Gnip doesn’t control the quality of the data being published to it. Whether it comes in the form of XMPP messages, RSS, or ATOM, there are many issues that can come into play that can affect the data a Data Consumer receives.

  • Bad transport/delivery – The source XMPP, RSS, ATOM, or REST, feed can go down. When this happens for a given Publisher, that source has vanished and Gnip doesn’t receive messages for that Publisher. We’re only as good as the data coming in. While Gnip can consume data from XMPP, RSS, ATOM, and other sources, our preferred inbound message delivery method is via our REST API. Firing off messages to Gnip directly, and not through yet another layer, minimizes delivery issues.

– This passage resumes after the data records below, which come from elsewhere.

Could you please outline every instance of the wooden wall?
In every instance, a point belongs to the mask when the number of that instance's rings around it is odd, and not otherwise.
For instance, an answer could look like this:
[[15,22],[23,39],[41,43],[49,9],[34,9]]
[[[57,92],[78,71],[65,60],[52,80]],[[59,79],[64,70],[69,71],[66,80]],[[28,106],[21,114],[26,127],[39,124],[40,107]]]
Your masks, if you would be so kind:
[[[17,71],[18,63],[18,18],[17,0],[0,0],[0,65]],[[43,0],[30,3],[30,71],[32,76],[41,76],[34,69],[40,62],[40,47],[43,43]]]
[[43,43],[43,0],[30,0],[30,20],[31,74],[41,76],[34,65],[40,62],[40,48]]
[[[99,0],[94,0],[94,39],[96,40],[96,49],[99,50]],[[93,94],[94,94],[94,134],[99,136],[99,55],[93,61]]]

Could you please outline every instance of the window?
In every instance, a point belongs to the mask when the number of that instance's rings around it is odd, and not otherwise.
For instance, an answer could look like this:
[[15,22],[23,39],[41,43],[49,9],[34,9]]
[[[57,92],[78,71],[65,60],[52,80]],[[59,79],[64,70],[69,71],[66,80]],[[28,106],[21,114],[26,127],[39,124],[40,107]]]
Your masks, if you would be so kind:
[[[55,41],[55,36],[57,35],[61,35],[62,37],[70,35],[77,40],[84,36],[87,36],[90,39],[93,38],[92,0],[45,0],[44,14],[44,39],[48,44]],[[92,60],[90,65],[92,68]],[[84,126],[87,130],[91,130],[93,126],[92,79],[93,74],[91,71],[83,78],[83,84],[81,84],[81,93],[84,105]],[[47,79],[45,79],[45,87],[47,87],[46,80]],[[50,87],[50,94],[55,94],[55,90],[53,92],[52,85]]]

  • Bad data – As any aggregator (Friend Feed, Social Thing, MoveableType Activity Streams…) can attest, the data coming across XMPP, RSS, and ATOM feeds today is a mess. From bad/illegal formatting, to bad/illegal data escaping, nearly every activity feed has unique issues that have to be handled on a case by case basis. There will be bugs. We will fix them as they arise. Once again, these issues can be minimized if Data Producers deliver messages directly to Gnip via our REST API.
  • Bad policy – This one’s interesting. Gnip makes certain assumptions about the kind of data it receives. In our current implementation we advertise to Data Consumers that Data Producers push all public, per user, change notifications generated within their systems, to Gnip. This usually corresponds to the existing public API policies for said Data Producers. We will eventually offer finely tuned, Data Producer controlled, data policies, but for today’s public facing Gnip service, we do not want to see Data Producers creating publishing policies specific to Gnip. Doing so confuses the middle-ware dynamic we’re trying to create with our current product, and subsequently muddies the water for everyone. Imagine a Data Consumer interacting with a Data Producer directly under one policy, then interacting with Gnip under another policy; confusing. Again, we will, perhaps earlier than we think, cater to unique data policies on a per Data Producer basis, but, we’re not there yet.

While addressing all of these issues is part of our vision, they’re not all resolved out of the gate.